Dicho esto, se me antoja que ahora es nuestro momento, y puede que no se vuelva a repetir nunca más. Así que, mi pregunta es: ¿por qué los asturianos no sacamos la libreta y nos ponemos a escribir, sin más, en defensa propia y del mundo, eliminando una vieja y equivocada frontera que nos dividía en lengua española y lengua asturiana, entre los que viven fuera de la provincia y los que viven en ella, y que prácticamente nos enfrentaba a unos con otros, cuando el enemigo real son los fenicios que trapichean con el negocio, los difamadores, los charlatanes, los oportunistas o los simples adeptos a la rutina? La frase de Benjamin Franklin durante la guerra de independencia norteamericana: o permanecemos juntos o nos colgarán por separado, adquiere en este contexto un especial significado.
Hay que igualar los problemas, la promoción y difusión, y tener muy claro que a la hora de crear escenarios de vida, las obras, la verdaderas obras de arte, honestas, auténticas, meticulosas, imaginativas y catárticas, se crean de espaldas a cualquier guetto u esnobismo nacionalista, se construyen hablando del vecino, sí, pero un vecino que no es más que una simple excusa para hablar del mundo.
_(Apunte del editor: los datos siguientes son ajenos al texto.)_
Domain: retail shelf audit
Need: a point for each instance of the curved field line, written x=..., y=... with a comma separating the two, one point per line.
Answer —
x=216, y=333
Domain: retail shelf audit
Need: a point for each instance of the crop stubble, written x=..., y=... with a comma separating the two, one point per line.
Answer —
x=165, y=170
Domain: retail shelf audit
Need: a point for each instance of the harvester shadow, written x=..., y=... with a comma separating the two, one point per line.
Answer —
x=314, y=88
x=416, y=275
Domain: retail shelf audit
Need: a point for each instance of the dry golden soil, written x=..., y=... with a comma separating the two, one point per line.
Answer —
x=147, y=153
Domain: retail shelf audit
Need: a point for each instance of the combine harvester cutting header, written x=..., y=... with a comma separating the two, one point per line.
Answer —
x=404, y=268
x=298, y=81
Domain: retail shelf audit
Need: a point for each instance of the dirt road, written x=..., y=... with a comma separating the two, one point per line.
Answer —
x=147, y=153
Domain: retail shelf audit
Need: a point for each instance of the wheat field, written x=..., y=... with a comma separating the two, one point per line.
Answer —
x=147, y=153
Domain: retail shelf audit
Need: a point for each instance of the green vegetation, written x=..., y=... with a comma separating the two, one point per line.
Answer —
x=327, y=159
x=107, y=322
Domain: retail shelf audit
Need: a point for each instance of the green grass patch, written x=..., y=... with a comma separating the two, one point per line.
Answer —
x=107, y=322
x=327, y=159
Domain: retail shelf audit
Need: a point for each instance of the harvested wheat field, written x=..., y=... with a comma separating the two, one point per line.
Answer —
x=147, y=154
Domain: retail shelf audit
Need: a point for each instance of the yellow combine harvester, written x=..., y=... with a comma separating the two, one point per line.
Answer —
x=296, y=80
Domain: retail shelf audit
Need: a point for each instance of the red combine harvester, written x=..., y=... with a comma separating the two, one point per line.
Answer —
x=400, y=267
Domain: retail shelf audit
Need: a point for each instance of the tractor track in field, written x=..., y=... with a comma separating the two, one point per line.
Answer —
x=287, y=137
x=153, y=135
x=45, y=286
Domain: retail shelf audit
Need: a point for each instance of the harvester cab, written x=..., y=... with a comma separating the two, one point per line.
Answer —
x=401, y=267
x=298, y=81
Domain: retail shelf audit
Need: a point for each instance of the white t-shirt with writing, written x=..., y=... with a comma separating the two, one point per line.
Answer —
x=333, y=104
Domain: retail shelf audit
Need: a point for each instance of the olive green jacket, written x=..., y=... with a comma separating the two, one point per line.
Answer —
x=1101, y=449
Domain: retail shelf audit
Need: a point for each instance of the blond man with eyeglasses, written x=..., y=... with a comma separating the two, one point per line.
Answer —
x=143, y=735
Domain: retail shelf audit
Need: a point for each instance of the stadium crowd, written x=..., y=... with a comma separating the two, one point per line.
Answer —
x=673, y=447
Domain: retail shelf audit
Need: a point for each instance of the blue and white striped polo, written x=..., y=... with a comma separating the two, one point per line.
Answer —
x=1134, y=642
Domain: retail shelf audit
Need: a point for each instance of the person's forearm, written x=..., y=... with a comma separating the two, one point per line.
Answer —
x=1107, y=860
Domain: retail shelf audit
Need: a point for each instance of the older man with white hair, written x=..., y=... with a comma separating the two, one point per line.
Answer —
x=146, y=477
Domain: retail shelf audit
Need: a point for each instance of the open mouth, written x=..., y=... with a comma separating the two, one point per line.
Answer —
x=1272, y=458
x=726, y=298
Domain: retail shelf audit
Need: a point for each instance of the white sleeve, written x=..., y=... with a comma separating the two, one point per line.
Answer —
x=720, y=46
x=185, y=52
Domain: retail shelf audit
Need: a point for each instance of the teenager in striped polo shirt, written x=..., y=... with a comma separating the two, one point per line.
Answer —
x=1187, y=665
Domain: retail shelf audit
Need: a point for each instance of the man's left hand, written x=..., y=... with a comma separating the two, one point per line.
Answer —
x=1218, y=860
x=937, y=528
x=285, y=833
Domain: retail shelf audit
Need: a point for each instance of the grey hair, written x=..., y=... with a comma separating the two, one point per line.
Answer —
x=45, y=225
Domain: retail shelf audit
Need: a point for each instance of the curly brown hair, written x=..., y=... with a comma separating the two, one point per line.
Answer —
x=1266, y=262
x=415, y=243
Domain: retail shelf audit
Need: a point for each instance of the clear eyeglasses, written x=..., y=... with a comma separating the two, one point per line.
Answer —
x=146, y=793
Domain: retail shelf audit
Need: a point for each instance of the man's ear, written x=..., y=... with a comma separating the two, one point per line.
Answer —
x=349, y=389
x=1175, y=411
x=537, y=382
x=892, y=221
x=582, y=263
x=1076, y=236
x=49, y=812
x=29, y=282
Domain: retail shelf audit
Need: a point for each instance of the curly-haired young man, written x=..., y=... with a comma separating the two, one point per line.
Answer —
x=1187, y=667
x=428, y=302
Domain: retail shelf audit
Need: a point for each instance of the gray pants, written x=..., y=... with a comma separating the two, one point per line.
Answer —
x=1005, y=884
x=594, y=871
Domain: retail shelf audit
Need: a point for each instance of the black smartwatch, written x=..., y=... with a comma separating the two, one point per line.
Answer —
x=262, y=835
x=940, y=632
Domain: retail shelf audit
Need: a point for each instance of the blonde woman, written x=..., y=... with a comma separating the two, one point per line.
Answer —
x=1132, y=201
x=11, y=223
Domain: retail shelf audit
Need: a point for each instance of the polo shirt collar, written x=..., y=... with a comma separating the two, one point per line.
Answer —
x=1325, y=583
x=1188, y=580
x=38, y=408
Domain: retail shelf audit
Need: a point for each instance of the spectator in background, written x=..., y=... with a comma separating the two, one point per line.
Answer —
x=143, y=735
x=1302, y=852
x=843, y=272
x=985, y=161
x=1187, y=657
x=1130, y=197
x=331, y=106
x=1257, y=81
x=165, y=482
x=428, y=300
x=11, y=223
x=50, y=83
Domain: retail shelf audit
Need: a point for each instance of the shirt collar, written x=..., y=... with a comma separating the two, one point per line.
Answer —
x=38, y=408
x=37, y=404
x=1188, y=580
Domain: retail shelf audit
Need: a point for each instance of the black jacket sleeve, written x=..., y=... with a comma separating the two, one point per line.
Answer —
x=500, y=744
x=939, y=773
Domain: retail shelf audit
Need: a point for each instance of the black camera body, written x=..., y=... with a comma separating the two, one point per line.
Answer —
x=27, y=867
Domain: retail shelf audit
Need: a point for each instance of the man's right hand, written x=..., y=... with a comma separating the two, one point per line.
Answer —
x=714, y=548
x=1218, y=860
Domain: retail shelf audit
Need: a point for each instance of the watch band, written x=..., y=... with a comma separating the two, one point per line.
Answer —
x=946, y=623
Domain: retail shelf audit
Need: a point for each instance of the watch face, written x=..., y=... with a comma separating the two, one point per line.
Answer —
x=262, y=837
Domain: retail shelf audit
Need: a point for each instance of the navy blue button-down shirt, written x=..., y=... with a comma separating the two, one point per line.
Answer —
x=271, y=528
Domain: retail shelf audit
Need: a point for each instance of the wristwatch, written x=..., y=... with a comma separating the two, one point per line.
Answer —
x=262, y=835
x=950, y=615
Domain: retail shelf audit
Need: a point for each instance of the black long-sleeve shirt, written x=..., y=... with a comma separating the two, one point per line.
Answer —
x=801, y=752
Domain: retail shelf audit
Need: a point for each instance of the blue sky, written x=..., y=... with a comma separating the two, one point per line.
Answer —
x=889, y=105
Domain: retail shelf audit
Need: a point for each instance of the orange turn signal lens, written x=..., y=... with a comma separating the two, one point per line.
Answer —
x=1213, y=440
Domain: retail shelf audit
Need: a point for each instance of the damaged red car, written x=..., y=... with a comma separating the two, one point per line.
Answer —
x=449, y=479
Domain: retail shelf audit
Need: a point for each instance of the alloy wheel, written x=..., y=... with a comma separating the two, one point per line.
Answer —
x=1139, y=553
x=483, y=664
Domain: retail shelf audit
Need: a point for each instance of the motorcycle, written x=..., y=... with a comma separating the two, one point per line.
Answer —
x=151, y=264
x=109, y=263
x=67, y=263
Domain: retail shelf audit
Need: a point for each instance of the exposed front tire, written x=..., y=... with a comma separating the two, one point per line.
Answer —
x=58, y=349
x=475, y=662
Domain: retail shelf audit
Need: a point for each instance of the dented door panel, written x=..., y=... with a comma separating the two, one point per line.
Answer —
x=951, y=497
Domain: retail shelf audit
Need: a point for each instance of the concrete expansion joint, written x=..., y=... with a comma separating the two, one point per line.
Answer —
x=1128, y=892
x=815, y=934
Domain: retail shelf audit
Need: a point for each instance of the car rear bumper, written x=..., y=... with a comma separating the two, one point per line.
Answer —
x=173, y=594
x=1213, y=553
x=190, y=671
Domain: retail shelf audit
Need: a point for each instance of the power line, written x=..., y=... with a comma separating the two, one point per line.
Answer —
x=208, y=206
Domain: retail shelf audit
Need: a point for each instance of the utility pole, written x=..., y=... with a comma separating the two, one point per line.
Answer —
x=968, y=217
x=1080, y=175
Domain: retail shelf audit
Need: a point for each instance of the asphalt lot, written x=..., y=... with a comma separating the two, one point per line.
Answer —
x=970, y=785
¿Seguiremos siendo francotiradores, cada uno haciendo la guerra por su cuenta hasta que poco a poco se termine el ciclo y la mayoría vuelva a ser Nemo, Nadie, o haremos la reunión que hay que hacer, nos convertimos en una piña y repartimos la estopa que ya debíamos haber repartido?
Por mi parte, estoy dispuesto.
1 comentarios:
Bien dicho, Nacho. Así se habla.
Un fuerte abrazo.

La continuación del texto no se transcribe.